From: Stephanos Piperoglou <sp249@cam.ac.uk>
Date: Tue, 10 Mar 1998 18:11:11 +0000 (GMT)
To: Victoria Rosenfeld <jiggy@holly.colostate.edu>
cc: Bert Bos <Bert.Bos@sophia.inria.fr>, www-style@w3.org
Message-ID: <Pine.LNX.3.96.980310180740.16155D-100000@teatime.joh.cam.ac.uk>
On Tue, 10 Mar 1998, Victoria Rosenfeld wrote:

> If "advanced" means: "users fluent in Perl" ... how many people do you
> think will be in this audience? The use of these REs seems to go counter
> to what the web is all about, and it *ain't* about having the "advanced"
> users be the only ones to use it to the fullest.

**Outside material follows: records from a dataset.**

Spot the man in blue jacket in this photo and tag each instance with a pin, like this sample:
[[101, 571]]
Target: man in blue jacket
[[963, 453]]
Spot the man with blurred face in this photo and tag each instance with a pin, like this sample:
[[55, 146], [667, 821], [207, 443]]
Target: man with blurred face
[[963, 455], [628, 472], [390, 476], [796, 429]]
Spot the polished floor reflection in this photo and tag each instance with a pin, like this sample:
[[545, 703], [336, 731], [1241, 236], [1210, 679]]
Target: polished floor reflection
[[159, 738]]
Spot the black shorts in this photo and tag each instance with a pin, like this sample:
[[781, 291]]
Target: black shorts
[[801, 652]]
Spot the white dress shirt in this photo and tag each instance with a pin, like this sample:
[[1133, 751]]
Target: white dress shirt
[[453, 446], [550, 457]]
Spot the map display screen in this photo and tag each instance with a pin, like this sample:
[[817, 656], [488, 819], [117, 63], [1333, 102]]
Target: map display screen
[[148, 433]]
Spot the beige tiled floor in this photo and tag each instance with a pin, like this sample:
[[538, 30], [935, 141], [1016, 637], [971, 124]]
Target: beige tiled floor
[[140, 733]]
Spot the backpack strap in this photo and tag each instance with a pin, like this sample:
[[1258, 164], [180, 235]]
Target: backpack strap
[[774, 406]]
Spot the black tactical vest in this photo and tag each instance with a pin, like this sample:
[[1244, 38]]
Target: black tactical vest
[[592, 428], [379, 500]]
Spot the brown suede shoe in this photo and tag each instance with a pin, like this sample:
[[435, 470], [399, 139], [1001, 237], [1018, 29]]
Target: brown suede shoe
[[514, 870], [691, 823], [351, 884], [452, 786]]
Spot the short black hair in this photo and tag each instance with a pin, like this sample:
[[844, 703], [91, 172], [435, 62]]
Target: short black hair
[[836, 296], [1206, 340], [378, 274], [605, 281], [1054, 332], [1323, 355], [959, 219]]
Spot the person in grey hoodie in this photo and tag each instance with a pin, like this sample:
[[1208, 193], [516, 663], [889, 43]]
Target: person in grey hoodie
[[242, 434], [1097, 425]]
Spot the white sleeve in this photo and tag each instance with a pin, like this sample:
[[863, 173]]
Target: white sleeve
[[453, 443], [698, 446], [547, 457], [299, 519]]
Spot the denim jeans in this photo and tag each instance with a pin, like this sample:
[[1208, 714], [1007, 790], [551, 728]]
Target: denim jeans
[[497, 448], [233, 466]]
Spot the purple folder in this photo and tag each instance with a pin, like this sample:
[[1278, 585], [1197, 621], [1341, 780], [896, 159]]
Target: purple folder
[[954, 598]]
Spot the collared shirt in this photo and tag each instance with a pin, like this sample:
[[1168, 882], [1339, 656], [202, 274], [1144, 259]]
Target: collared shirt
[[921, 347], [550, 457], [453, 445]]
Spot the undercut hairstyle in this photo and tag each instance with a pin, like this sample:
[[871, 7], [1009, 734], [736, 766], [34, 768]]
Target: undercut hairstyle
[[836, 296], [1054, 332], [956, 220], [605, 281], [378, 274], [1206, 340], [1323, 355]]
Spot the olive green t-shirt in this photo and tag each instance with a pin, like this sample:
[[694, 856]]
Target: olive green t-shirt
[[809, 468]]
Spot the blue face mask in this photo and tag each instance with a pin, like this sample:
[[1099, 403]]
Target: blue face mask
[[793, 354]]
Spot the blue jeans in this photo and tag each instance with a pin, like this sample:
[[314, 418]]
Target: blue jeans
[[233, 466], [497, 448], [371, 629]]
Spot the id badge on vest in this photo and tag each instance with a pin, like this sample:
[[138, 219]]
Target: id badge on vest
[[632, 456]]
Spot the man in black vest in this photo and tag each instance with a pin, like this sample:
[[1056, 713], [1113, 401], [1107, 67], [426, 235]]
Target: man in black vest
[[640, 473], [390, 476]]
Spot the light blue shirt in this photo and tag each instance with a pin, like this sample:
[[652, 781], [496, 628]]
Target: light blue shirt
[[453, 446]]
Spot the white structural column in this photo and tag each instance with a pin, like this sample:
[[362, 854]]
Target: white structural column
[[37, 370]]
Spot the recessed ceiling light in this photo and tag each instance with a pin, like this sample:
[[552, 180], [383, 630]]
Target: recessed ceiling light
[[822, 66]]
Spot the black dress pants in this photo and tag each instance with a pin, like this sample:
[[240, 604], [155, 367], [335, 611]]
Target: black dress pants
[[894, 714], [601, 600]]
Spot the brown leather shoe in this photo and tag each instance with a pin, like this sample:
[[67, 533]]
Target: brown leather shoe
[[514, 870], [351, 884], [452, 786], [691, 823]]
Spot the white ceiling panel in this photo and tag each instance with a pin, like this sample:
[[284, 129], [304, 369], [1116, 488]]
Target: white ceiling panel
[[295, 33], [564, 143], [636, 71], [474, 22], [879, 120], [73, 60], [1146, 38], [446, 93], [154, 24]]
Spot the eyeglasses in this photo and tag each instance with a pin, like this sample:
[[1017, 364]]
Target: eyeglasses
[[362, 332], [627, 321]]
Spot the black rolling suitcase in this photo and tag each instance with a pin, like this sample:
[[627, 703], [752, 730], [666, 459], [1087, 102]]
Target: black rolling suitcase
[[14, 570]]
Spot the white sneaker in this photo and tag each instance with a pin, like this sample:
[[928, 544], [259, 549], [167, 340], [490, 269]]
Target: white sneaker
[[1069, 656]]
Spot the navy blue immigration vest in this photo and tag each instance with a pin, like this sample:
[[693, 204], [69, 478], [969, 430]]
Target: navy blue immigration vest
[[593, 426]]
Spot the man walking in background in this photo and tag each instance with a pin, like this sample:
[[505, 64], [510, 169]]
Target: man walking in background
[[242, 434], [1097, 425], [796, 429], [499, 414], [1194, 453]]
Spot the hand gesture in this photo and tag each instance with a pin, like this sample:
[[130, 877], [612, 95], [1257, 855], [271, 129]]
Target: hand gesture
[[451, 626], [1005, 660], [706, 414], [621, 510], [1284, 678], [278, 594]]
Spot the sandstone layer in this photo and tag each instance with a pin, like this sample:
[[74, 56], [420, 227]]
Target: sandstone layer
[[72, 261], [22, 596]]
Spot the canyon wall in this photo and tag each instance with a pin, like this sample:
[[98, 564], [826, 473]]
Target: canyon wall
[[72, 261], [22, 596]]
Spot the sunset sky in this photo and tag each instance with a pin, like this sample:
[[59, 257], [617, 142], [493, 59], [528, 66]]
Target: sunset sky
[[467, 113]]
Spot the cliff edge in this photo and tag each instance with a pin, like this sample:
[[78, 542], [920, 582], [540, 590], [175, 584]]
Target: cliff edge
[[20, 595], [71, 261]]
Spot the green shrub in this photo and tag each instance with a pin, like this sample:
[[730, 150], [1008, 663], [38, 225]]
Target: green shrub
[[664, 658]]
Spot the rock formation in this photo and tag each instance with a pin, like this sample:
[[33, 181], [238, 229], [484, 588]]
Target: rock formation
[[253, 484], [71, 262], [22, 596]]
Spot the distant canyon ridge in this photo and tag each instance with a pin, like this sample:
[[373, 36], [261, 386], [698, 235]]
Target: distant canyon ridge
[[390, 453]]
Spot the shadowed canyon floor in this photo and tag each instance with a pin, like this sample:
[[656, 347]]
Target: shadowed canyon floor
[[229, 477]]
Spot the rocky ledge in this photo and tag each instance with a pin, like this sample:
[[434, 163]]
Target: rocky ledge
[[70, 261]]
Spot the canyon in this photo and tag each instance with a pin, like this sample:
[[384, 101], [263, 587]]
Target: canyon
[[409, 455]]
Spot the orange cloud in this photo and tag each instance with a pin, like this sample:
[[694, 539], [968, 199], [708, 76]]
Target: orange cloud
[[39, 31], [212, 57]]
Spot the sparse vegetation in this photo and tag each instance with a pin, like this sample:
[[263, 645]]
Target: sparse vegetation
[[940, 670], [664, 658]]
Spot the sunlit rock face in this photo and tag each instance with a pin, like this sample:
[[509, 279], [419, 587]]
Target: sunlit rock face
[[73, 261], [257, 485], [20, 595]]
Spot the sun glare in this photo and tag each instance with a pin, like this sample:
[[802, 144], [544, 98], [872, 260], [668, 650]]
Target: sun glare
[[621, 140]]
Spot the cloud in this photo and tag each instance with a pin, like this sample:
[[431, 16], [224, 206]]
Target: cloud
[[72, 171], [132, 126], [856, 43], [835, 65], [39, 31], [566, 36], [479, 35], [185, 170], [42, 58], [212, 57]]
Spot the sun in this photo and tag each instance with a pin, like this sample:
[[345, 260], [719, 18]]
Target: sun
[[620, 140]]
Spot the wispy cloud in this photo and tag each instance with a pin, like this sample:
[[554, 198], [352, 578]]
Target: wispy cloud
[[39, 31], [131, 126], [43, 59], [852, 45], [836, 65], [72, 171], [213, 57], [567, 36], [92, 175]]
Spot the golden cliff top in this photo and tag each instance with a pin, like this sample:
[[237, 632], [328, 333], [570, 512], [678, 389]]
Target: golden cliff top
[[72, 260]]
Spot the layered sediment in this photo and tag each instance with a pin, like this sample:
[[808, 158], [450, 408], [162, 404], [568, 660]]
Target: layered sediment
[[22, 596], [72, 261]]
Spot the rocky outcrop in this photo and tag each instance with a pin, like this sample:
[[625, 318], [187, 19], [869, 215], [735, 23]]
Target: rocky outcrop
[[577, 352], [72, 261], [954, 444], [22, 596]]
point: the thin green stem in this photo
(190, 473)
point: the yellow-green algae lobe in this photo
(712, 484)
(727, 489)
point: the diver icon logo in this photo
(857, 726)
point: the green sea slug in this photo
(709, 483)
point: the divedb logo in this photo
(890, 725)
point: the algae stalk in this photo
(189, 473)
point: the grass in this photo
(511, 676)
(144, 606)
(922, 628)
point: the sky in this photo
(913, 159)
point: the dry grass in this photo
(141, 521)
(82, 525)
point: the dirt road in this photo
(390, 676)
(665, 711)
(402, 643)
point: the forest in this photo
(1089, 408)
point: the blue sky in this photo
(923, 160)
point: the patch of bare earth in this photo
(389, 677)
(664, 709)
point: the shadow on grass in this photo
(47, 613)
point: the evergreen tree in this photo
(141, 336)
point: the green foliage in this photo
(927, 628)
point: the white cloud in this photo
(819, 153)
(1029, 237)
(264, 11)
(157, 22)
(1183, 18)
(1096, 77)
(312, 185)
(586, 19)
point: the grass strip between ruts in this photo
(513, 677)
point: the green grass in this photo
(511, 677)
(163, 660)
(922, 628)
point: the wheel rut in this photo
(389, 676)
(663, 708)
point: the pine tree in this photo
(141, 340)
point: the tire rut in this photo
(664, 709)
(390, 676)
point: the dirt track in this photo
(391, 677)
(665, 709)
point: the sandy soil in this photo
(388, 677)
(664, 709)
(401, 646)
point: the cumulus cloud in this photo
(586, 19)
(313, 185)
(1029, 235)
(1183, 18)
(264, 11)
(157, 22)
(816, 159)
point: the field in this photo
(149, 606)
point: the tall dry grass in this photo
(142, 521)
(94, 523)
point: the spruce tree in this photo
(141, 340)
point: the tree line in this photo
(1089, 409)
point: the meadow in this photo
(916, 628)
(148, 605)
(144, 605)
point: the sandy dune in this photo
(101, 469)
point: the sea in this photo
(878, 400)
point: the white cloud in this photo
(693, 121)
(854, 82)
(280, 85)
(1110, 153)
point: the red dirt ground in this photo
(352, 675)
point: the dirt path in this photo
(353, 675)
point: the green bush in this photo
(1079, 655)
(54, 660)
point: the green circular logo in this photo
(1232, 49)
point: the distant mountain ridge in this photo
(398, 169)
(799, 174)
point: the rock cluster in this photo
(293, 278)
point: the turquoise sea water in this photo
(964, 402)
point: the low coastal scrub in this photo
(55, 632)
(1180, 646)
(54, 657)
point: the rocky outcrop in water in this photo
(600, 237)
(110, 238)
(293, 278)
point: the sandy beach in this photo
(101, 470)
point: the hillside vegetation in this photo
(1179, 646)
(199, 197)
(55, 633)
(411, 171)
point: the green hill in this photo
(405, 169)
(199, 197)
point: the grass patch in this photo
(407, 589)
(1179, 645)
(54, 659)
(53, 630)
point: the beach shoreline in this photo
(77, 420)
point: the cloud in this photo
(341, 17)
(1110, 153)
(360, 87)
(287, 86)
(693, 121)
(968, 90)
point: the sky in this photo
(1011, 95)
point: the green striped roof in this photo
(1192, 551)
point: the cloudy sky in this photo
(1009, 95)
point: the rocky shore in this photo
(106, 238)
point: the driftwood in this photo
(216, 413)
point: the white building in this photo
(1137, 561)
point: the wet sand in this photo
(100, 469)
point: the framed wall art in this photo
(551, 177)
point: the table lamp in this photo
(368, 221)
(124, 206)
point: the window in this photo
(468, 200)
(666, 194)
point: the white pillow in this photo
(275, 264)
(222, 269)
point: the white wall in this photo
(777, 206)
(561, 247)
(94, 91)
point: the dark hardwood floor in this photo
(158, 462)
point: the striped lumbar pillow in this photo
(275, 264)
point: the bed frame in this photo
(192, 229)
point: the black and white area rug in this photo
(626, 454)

I didn't say I think we should use regexp's :-) I just answered the
question...

> Javascript seems like the way to go, in general. Slightly complicated, but
> very powerful *and* can be implemented at it's basic level (mouse overs,
> popup windows, et all) fairly easily. Perl is a bitch to learn & I shudder
> at the thougt of having to become "advanced" enough to use (what is
> potentially) a great functionality such as CSSes.

Uhmm... Not so sure of that. JavaScript (or ECMAScript, which I hope SOMEONE
SOMEWHERE will implement some day) is a very specific client-side method.
CSS has so much functionality built in already that it can do a number of
things that JavaScript is used for today.

The important argument AGAINST regexps is that most people won't use them in
the first place. Most CSS applications are simple enough not to require
complex element matching, and most people are already used to using class
and id as selectors, which are powerful enough for most applications.
Overburdening CSS with regexps is a bad idea.

-- Stephanos Piperoglou -- sp249@cam.ac.uk -------------------
All I want is a little love and a lot of money. In that order.